The momentum before the collision is equal to the momentum after the collision.
The initial momentum of the ball is given by:
P_initial = mass_ball * velocity_ball_initial = 0.45 kg * (-30 m/s) = -13.5 kg*m/s
The initial momentum of the player is given by:
P_initial = mass_player * velocity_player_initial = 55 kg * 4.0 m/s = 220 kg*m/s
Since the collision is elastic, there is no loss of kinetic energy. Therefore, the total momentum before the collision is equal to the total momentum after the collision:
P_initial = P_final
(-13.5 kg*m/s) + (220 kg*m/s) = (0.45 kg * velocity_ball_final) + (55 kg * velocity_player_final)
Simplifying the equation, we get:
206.5 kg*m/s = (0.45 kg * velocity_ball_final) + (55 kg * velocity_player_final)
To find the velocity of the ball immediately after the collision, we need to isolate the velocity_ball_final term:
0.45 kg * velocity_ball_final = 206.5 kg*m/s - (55 kg * velocity_player_final)

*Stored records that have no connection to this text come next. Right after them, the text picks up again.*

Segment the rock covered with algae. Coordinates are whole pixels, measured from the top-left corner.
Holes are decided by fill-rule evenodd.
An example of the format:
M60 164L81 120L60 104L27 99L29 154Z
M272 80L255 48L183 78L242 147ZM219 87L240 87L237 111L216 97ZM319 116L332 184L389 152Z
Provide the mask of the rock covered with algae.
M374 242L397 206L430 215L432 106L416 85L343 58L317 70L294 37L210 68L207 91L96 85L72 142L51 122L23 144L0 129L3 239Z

velocity_ball_final = (206.5 kg*m/s - (55 kg * velocity_player_final)) / 0.45 kg
Plugging in the given values:
velocity_ball_final = (206.5 kg*m/s - (55 kg * 4.0 m/s)) / 0.45 kg
Solving this equation, we find:
velocity_ball_final = 1 m/s
So, the speed of the ball immediately after the collision will be 1 m/s.
(b) To find the average acceleration of the ball during the collision, we can use the equation:
acceleration = change in velocity / time
The change in velocity can be calculated using the equation from part (a):
change in velocity = velocity_ball_final - velocity_ball_initial
Since the ball rebounds vertically upwards, the final velocity will be positive:
velocity_ball_final = 1 m/s
velocity_ball_initial = -30 m/s
change in velocity = 1 m/s - (-30 m/s) = 31 m/s
The time is given as 23 ms, which needs to be converted to seconds:
time = 23 ms / 1000 = 0.023 s
Now we can calculate the average acceleration:
average acceleration = change in velocity / time = 31 m/s / 0.023 s
Solving this equation, we find:
average acceleration = 1347.83 m/s^2
So, the average acceleration of the ball during the collision is approximately 1347.83 m/s^2.